Его пальцы проворно расстегивали пуговицы на ее платье. Она положила теплые ладони поверх его рук, задержав их между грудями.
— Берт, я никогда раньше… не была с мужчиной.
— Знаю, милая. Ты могла бы мне этого и не говорить.
— Я никогда раньше не любила.
— Я тоже. Я никого до тебя по-настоящему не любил.
— Правда? Правда?
— Только тебя.
— И Эллен не любил?
— Клянусь — только тебя.
Он опять ее поцеловал.
Она освободила его руки и погладила его по щеке.
«Нью-Йорк таймс»,
понедельник, 24 декабря 1951 года
Мисс Марион Дж. Кингшип, дочь мистера Лео Кингшипа и покойной Филлис Хатчер, в субботу 29 декабря в доме своего отца будет обвенчана с мистером Бертоном Корлиссом, сыном миссис Джозеф Корлисс, живущей в городе Менассет, штат Массачусетс.
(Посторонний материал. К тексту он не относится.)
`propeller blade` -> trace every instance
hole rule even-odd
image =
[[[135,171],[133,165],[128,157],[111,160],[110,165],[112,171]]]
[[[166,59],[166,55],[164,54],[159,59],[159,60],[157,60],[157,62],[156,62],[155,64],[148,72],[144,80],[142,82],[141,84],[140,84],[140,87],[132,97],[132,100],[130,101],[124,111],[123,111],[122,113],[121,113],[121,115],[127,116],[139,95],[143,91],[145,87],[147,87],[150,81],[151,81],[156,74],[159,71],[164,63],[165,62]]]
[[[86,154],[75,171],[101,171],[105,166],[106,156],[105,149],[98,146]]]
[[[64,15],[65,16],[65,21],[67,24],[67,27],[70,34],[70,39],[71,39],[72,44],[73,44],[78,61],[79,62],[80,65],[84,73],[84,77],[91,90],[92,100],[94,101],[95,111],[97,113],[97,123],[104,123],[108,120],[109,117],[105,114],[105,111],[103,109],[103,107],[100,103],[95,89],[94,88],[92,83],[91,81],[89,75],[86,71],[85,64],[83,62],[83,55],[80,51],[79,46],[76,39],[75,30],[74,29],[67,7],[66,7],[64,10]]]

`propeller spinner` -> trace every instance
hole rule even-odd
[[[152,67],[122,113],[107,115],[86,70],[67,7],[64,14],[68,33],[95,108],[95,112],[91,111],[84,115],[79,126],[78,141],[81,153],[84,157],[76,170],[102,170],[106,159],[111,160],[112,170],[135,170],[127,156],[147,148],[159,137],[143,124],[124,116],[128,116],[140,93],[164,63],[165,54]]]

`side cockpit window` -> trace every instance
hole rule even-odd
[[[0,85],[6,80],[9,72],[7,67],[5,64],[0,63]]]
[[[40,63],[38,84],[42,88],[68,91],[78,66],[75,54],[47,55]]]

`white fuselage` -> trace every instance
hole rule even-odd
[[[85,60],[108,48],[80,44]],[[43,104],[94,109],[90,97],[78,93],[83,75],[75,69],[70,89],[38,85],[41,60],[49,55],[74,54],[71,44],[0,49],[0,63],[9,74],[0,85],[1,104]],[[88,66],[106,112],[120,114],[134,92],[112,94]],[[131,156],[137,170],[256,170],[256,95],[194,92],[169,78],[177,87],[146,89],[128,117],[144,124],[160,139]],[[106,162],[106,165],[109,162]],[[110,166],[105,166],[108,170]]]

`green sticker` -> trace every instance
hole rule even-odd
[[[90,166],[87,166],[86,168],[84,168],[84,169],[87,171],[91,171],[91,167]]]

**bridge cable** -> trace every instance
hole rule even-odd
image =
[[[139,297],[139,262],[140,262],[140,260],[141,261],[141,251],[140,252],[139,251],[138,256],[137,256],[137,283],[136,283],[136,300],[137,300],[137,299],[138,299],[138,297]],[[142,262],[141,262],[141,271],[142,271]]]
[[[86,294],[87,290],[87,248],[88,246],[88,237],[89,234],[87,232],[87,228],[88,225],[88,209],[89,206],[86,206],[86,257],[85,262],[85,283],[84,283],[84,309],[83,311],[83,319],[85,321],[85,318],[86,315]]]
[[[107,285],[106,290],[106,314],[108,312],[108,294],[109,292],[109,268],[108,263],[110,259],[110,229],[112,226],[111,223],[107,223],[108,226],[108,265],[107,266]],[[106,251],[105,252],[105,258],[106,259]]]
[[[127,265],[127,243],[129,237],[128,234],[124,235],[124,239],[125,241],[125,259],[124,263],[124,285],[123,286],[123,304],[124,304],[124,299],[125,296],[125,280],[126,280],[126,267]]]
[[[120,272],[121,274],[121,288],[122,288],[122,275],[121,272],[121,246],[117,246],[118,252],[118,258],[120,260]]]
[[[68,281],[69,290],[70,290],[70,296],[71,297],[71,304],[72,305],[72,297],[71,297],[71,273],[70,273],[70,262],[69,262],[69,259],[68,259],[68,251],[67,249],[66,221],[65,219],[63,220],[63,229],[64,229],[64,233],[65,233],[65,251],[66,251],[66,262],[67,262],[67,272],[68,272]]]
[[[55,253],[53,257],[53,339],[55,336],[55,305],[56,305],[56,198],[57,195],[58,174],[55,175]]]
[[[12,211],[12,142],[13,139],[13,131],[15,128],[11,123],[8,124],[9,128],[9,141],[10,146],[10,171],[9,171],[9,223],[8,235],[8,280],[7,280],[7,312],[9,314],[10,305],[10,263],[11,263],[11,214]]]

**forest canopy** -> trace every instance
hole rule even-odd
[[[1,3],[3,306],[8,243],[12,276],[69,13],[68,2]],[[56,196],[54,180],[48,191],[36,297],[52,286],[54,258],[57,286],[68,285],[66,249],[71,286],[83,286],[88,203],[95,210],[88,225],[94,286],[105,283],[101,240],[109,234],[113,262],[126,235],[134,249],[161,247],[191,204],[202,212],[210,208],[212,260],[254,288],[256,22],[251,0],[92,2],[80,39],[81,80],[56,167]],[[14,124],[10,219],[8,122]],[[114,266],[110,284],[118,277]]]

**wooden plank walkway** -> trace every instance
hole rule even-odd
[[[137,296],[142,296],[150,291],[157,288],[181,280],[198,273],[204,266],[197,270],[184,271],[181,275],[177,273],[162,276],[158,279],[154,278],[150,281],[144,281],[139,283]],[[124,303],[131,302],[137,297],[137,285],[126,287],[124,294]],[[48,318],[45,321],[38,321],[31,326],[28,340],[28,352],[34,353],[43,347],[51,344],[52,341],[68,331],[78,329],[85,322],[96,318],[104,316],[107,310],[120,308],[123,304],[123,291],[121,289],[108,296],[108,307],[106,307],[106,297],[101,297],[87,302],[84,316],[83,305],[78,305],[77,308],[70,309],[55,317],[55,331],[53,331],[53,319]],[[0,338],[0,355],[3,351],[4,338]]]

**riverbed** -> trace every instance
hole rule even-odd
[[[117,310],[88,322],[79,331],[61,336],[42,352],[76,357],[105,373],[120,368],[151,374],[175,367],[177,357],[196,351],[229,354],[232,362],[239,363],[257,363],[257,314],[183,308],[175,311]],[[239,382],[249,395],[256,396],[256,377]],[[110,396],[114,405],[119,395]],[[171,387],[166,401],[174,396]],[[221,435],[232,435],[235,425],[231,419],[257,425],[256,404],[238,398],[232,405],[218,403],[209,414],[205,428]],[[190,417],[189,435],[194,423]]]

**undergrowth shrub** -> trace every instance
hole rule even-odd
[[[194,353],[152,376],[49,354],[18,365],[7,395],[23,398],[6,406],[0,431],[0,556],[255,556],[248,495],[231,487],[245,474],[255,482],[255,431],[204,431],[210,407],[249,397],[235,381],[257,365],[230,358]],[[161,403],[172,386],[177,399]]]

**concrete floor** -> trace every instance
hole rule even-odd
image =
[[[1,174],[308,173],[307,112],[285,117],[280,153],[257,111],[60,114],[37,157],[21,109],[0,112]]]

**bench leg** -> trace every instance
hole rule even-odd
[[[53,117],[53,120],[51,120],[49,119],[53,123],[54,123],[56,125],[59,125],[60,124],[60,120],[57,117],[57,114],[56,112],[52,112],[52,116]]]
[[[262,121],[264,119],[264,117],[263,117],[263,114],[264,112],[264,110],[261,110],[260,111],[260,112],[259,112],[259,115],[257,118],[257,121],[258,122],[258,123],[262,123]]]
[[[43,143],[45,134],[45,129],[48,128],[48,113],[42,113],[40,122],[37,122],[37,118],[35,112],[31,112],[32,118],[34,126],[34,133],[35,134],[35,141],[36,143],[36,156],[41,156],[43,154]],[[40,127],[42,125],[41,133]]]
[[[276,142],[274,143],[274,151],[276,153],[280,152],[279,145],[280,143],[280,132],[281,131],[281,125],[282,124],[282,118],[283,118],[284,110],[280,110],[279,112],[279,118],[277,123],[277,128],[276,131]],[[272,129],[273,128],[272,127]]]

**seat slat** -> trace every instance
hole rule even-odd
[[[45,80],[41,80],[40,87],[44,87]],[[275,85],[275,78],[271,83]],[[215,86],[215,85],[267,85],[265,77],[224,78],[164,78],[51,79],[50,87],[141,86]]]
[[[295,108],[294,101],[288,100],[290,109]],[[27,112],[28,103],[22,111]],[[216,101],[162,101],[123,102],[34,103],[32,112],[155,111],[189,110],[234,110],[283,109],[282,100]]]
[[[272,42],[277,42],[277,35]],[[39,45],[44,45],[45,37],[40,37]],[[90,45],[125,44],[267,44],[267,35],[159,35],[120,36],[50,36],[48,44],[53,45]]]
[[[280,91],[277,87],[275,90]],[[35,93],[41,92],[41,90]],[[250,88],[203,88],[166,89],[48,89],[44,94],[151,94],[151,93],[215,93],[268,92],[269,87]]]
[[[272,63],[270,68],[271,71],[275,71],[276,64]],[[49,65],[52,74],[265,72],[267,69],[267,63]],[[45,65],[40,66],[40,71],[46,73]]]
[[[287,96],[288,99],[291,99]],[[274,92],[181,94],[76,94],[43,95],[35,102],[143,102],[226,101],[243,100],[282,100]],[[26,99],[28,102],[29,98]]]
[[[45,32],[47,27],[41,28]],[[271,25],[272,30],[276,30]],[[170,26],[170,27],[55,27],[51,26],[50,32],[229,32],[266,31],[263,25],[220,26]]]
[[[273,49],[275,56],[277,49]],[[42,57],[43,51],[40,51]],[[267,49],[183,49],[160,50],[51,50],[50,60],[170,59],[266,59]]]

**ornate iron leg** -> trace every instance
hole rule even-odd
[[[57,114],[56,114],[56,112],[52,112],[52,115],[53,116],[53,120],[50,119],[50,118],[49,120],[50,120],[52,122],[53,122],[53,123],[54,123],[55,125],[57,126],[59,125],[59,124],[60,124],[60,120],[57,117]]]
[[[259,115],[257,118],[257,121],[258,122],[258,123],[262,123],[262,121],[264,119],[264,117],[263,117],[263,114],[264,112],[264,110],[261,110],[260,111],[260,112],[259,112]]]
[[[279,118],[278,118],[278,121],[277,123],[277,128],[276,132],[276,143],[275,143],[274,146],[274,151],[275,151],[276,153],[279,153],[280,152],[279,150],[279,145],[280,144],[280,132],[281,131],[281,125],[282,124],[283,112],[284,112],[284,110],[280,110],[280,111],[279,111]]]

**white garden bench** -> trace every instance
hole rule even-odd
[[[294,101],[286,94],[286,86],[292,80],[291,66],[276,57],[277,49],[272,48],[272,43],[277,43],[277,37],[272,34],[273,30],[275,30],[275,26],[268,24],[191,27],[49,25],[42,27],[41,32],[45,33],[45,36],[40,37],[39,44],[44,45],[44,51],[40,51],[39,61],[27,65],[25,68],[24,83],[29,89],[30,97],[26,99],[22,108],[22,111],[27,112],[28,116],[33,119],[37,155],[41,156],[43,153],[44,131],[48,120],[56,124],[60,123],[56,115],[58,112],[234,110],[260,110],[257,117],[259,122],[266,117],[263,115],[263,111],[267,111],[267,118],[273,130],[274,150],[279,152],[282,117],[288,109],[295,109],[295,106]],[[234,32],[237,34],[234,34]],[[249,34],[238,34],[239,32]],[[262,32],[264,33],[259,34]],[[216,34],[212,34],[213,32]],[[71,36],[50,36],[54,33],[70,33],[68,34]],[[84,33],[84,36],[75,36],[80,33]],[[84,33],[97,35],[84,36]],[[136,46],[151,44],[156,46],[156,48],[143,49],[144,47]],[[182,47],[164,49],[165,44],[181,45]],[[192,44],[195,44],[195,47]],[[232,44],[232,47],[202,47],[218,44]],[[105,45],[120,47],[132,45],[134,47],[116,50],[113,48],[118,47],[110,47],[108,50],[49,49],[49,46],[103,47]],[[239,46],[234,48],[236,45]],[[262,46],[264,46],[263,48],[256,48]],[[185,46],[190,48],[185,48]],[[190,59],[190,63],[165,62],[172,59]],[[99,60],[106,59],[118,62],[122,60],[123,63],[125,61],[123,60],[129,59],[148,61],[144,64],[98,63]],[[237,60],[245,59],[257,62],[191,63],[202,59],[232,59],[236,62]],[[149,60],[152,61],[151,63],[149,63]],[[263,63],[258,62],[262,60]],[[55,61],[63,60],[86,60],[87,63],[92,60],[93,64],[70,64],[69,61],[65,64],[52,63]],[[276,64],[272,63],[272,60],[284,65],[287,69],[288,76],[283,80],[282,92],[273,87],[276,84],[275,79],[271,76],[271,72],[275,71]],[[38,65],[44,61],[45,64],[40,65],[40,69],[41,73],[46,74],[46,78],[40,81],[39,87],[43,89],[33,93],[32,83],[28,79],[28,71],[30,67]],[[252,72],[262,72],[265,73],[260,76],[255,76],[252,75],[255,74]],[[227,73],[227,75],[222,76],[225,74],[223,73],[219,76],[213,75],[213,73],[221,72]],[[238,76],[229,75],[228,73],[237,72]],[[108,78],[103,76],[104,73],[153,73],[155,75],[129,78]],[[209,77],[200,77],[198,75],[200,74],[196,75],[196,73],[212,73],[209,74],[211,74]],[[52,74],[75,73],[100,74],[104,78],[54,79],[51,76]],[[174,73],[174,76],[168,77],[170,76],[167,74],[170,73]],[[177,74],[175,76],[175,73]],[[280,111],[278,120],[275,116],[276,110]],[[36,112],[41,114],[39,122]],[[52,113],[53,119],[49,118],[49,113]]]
Мисс Кингшип окончила школу Спенса в Нью-Йорке и затем Колумбийский университет. До прошлой недели она работала в рекламном агентстве «Камден и Галбрайт».
Ее жених сражался в рядах американской армии во время Второй мировой войны и затем учился в университете Колдвелл. Недавно он был принят на работу в отдел внутренних продаж «Кингшип коппер инкорпорейтед».
Сидя за своим столом, мисс Ричардсон изящным, как ей казалось, жестом протянула вперед руку и полюбовалась золотым браслетом, сжимавшим ее полную кисть. «Нет, для мамы он не подходит, скорее для женщины помоложе, — решила она. — Подберу маме что-нибудь другое, а этот браслет оставлю себе».
Вдруг перед ее столом возник мужчина в синем костюме с белыми полосками. Она подняла глаза и приготовилась улыбнуться, но раздумала, когда увидела, что это все тот же назойливый тип.
— Привет, — жизнерадостно сказал он.
Мисс Ричардсон выдвинула ящик стола и с озабоченным видом стала шуршать там бумагой.